Moskau. Eine Russin ist vor der Küste von Kreta mit ihrer Luftmatratze abgetrieben. Jetzt spricht sie über ihre Rettung nach rund 21 Stunden.

Die Sonne war aufgegangen, der Sturm hatte sich gelegt. Aber Olga spürte ihre Kräfte schwinden. Die Unterarme waren weiß vom Rudern im Wasser, die Ellbogen hatten sich am Matratzenrand blutig gerieben, die Oberarme schmerzten, ein Bein hatte sie sich ausgerenkt. „Und das Ufer kam einfach nicht näher, obwohl ich nie aufgehört hatte zu paddeln“, sagt sie. „Aber ich dachte nicht daran, aufzugeben.“

Olga Kuldo hat 21 Stunden gekämpft, allein gegen das Meer vor Kreta. Auf einer Luftmatratze geriet die 55-jährige Russin, nur mit einem Bikini bekleidet, in eine Sturmnacht, galt schon als tot. Aber sie überlebte, dank ihrer fast übermenschlichen Willensleistung. Immer noch ist es schwer für sie, über ihren Urlaub zu sprechen, als sie mit ihrem Mann und ihrer Tochter Erholung auf Kreta suchte. Es sei früher Nachmittag gewesen, als sie sich vor dem Saunagang noch fünf Minuten im Meer abkühlen wollte.

Olga ist keine gute Schwimmerin und treibt kaum Sport

Gegen 14.30 Uhr stieg sie mit ihrer Luftmatratze am Hotelstrand bei Rethymno ins Meer. Sie habe schon nach Sekunden bemerkt, dass sie abgetrieben wurde, erzählt sie, und habe angefangen, mit Armen und Beinen zu rudern. Vergeblich. Sie rief um Hilfe, auf Russisch, Englisch, Deutsch. Der Strand wimmelte von Menschen, aber niemand bemerkte Olgas Not.

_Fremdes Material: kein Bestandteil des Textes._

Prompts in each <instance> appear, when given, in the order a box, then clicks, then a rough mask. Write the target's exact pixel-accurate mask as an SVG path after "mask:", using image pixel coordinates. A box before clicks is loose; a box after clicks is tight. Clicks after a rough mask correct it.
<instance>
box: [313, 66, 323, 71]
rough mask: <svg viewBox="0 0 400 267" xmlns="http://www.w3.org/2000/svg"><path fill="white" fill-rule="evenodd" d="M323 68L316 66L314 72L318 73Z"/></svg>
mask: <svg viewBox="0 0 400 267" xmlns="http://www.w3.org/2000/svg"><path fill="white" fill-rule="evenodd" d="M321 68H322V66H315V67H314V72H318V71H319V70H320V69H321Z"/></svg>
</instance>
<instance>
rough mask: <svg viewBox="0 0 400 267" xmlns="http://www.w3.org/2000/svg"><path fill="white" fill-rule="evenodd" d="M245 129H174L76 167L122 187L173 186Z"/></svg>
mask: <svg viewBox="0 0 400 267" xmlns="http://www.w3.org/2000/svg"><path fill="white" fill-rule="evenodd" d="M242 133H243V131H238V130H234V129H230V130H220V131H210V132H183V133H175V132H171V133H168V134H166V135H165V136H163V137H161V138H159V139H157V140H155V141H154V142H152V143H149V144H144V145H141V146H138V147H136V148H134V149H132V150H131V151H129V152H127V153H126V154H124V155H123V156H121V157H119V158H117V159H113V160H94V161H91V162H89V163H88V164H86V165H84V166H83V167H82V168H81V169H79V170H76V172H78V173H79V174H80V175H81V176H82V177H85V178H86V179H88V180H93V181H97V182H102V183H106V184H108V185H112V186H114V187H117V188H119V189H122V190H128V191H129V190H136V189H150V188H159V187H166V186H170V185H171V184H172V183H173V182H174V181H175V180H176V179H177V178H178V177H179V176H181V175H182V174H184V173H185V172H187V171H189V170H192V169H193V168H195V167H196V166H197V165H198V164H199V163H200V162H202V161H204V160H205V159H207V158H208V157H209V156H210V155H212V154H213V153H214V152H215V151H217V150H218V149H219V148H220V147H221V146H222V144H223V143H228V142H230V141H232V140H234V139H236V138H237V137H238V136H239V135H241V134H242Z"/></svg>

Ihre Matratze sah aus wie ein regenbogenfarbiges Eis am Stiel, 180 Zentimeter lang, 72 breit. Olga legte sich quer darüber, mit Armen und Beinen im Wasser. „Ich wollte verhindern, dass die Luft rausgeht. Und ich wollte paddeln, bis ich wieder ans Ufer komme.“

Das war inzwischen knapp zwei Kilometer entfernt. Olga sagt, sie sei keine gute Schwimmerin, treibe kaum Sport. Sie fing an, ihre Paddelschläge zu zählen, sie betete. Die Sonne ging unter, der Mond auf. Über ihr kreisten Möwen, Olga versuchte, sie mit einem Lied von einem verwundeten Kosaken zu vertreiben: „Schwarzer Rabe, schwarzer Rabe, was kreist du über mir? Du machst heute keine Beute, du kriegst mich nicht.“

Wegen des Sturms wurde die Suche abgebrochen

Mit der Nacht kam Sturm, Windstärke sechs, die Wellen türmten sich vier, fünf Meter hoch. Olga hielt sich mit ihrem Blick an den fernen Lichtern des Ufers fest. Sie dachte an die Familie, an die 85-jährige Mutter. „Wie weh würde ich ihnen allen tun, wenn ich aufhöre zu kämpfen.“ Ihr seien viele Dinge durch den Kopf gegangen, banale Dinge, mit denen sie die Todesangst verdrängen konnte: Wie unangenehm es sein wird, wenn sie an Land kommt und irgendwo an der Straße ein Auto anhalten muss, halb nackt, ohne Geld. Es waren Gedanken, die sich um das Überleben drehten. Den Tod habe sie einfach ausgeklammert.

Doch im Hotel war genau davon die Rede. Wegen des Sturms wurde die Suche abgebrochen, sagte die Polizei, die Olgas Angehörigen sehr eindeutig zu verstehen gab, es gehe wohl nur noch darum, die Leiche zu suchen.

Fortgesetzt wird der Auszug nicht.